Io e Patrice a Brema

Noi tre a Berlino, Fontana del Nettuno

La prima sera Patrice ci sorprese dicendo: «Noi suoniamo qualche campanello e chiediamo se ci ospitano. Se non troviamo niente, andiamo in ostello». Il bello fu che trovammo un paio di famiglie disposte a darci un giaciglio, fra cui una nei pressi di Amburgo, mi sembra di ricordare, che oltre ad offrirci vitto e alloggio, ci fece ammirare una ricca collezione di fossili raccolti in zona, che aveva sistemato nel seminterrato come se fosse un museo. Ecco la foto della coppia insieme a noi sulla soglia di casa:

Studenti Erasmus in viaggio

Fu solo una settimana, ma mi sembrò un mese.

L'altro viaggio lo feci dal 14 al 22 aprile, stavolta in compagnia di due compagni di liceo che mi vennero a trovare da Brescia. Visitammo Aquisgrana e poi Amsterdam e qualche altra località dell’Olanda, andando a trovare altri amici che vivevano lì. Meno intenso, ma altrettanto bello.

E più di tutto ci furono le persone, tante, alcune dimenticate, altre che sono diventate amicizie. Ci si conosceva a lezione, più spesso fuori, in mensa, al bar, in quegli incontri fra studenti stranieri (i cosiddetti Stammtisch, i tavoli «fissi») in cui si parlava la lingua degli Erasmus, un tedesco raffazzonato intriso di parole in inglese e sorretto da tanti gesti e altrettanti sorrisi...

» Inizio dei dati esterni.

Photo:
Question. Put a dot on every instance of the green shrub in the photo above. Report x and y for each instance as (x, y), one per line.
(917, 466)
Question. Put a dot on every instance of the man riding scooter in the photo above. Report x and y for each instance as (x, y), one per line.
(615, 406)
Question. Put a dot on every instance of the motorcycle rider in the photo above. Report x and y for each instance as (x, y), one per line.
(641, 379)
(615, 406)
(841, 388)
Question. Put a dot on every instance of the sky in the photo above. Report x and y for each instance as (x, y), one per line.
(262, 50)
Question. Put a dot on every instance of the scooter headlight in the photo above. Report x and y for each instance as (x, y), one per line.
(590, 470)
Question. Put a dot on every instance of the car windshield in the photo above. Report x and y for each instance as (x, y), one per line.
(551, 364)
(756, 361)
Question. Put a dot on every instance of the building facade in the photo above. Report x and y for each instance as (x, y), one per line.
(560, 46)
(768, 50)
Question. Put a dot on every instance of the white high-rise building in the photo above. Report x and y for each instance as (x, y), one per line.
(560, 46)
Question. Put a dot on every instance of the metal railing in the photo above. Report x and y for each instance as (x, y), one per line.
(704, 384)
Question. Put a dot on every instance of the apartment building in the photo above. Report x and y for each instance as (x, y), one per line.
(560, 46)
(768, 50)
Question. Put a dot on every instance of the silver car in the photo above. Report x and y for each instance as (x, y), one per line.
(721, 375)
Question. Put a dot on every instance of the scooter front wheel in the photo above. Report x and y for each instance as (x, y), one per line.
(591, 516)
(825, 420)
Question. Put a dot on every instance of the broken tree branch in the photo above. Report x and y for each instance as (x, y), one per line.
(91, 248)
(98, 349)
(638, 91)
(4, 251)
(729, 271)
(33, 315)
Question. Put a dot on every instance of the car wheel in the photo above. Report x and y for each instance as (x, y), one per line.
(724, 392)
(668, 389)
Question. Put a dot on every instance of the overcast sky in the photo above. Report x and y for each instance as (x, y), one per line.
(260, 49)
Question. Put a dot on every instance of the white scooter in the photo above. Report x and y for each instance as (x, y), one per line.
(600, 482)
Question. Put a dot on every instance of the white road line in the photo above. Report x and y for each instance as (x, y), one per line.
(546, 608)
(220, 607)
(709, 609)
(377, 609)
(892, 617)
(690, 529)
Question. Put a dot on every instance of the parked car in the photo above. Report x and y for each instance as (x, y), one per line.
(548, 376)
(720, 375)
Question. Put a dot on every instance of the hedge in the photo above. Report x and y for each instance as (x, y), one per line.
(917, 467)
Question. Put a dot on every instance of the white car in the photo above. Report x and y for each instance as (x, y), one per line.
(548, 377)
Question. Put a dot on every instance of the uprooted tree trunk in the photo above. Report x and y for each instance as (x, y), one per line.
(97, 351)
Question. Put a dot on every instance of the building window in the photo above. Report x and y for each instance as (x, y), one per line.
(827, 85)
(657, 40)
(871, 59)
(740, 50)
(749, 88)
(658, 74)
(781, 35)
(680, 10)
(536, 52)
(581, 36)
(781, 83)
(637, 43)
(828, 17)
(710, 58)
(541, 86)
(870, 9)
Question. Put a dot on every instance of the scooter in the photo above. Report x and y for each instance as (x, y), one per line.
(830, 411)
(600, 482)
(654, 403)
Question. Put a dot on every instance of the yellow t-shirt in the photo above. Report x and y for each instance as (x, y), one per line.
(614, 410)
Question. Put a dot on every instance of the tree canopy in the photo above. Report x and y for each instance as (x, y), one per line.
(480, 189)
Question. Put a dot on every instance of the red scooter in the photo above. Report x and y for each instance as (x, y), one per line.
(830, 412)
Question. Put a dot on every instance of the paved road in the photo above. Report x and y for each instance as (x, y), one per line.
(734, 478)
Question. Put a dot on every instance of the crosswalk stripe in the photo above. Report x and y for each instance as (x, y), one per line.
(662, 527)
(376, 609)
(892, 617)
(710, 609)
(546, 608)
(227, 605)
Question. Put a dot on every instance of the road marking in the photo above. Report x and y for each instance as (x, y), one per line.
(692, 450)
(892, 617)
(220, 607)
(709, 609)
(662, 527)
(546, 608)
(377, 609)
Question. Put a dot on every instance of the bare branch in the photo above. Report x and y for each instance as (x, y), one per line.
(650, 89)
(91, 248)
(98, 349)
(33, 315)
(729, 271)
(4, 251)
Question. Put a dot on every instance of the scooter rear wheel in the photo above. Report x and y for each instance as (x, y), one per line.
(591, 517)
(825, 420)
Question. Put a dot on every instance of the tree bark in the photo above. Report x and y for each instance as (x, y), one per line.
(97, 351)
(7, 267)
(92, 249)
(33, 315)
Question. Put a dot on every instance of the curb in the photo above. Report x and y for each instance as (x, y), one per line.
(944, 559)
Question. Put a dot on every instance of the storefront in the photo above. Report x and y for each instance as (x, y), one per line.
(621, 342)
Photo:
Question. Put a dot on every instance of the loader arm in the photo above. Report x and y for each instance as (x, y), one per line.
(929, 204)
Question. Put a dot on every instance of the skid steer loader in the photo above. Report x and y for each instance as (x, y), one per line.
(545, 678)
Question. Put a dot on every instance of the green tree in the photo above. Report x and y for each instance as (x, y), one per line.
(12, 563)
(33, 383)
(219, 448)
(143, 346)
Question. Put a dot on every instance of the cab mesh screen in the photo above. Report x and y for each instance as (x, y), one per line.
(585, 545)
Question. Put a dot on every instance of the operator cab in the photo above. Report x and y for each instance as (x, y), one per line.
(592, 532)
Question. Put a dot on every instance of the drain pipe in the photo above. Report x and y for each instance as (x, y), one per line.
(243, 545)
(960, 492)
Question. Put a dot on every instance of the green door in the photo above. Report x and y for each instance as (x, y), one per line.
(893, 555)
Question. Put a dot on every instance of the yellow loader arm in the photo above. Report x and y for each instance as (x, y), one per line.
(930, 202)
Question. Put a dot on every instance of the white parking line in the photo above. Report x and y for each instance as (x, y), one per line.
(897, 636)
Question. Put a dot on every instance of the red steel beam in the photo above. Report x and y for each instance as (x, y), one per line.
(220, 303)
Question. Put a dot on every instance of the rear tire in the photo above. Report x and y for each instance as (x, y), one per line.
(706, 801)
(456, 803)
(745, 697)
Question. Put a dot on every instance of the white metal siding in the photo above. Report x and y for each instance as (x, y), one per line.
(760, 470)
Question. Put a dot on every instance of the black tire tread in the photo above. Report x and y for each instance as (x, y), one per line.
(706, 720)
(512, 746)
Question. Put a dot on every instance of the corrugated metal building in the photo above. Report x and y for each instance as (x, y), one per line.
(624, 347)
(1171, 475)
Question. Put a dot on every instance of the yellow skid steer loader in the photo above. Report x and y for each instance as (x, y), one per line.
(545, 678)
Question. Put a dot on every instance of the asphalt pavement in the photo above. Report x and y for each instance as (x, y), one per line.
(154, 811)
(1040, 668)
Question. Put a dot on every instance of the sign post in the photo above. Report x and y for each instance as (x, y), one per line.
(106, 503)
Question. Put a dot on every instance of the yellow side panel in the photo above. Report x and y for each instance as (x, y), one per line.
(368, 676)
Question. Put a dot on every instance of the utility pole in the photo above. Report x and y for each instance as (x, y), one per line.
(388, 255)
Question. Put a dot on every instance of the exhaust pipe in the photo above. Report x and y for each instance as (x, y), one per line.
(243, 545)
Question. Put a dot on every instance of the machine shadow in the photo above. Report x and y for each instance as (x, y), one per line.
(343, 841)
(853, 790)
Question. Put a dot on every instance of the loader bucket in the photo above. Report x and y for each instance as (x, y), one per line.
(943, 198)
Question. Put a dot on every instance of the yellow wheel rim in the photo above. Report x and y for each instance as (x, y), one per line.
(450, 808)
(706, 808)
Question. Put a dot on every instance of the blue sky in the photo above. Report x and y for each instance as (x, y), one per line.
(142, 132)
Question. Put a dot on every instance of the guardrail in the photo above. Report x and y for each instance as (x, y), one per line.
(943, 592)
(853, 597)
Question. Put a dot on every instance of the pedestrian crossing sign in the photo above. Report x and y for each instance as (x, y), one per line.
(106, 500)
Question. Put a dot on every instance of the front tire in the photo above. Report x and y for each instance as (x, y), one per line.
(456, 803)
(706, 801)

E fra tutte, tre in particolare.

Di Patrice ho già detto. Da allora ci siamo sentiti sporadicamente. Spero non me ne voglia se ho pubblicato qui le sue foto 😊. E sembra strano dirlo in un blog post, ma gli devo molto: m’insegnò a lanciarmi, a uscire dalla zona di comfort. L’idea di fare 1000 chilometri per tornare a casa in autostop fu sua. E non potrò mai ringraziarlo abbastanza per quell’invito nel momento più critico del mio soggiorno, quando ero sul punto di lasciar perdere e tornare a Brescia.

Bandiera del Belgio

Con Jaakko, studente finlandese, ci fu subito un’ottima chimica. È incredibile come due persone nate a quasi 3000 chilometri di distanza, in due culture profondamente diverse, possano intendersi così bene. Dopo l’Erasmus ci siamo rivisti a Barcellona, ci sentiamo saltuariamente via Facebook e un paio d’anni fa, come se fossero passati sei mesi e non venticinque anni, io e la mia famiglia siamo stati suoi ospiti a Helsinki, in un’altra vacanza indimenticabile.

E infine, Martin, all’epoca di Colonia un ragazzo americano che studiava Filosofia e oggi stimato professore universitario. Anche con lui era facile capirsi e fare discorsi più grandi di noi. Quando dovetti scrivere la tesi di laurea mi aiutò moltissimo nel reperimento di alcuni titoli che non trovavo in Italia. Nonostante il tempo e la distanza, siamo riusciti a restare in contatto fino ad oggi.

Quando ci diciamo cittadini del mondo, non intendiamo che l'amore della patria sia morto nell'animo nostro, vogliamo dire piuttosto che il nostro loco natío è per noi diventato ampio quanto la terra, che tutte le patrie si sono fuse in una sola, che il nostro amore si è diffuso a tutto il genere umano. - Mario Rapisardi, poeta.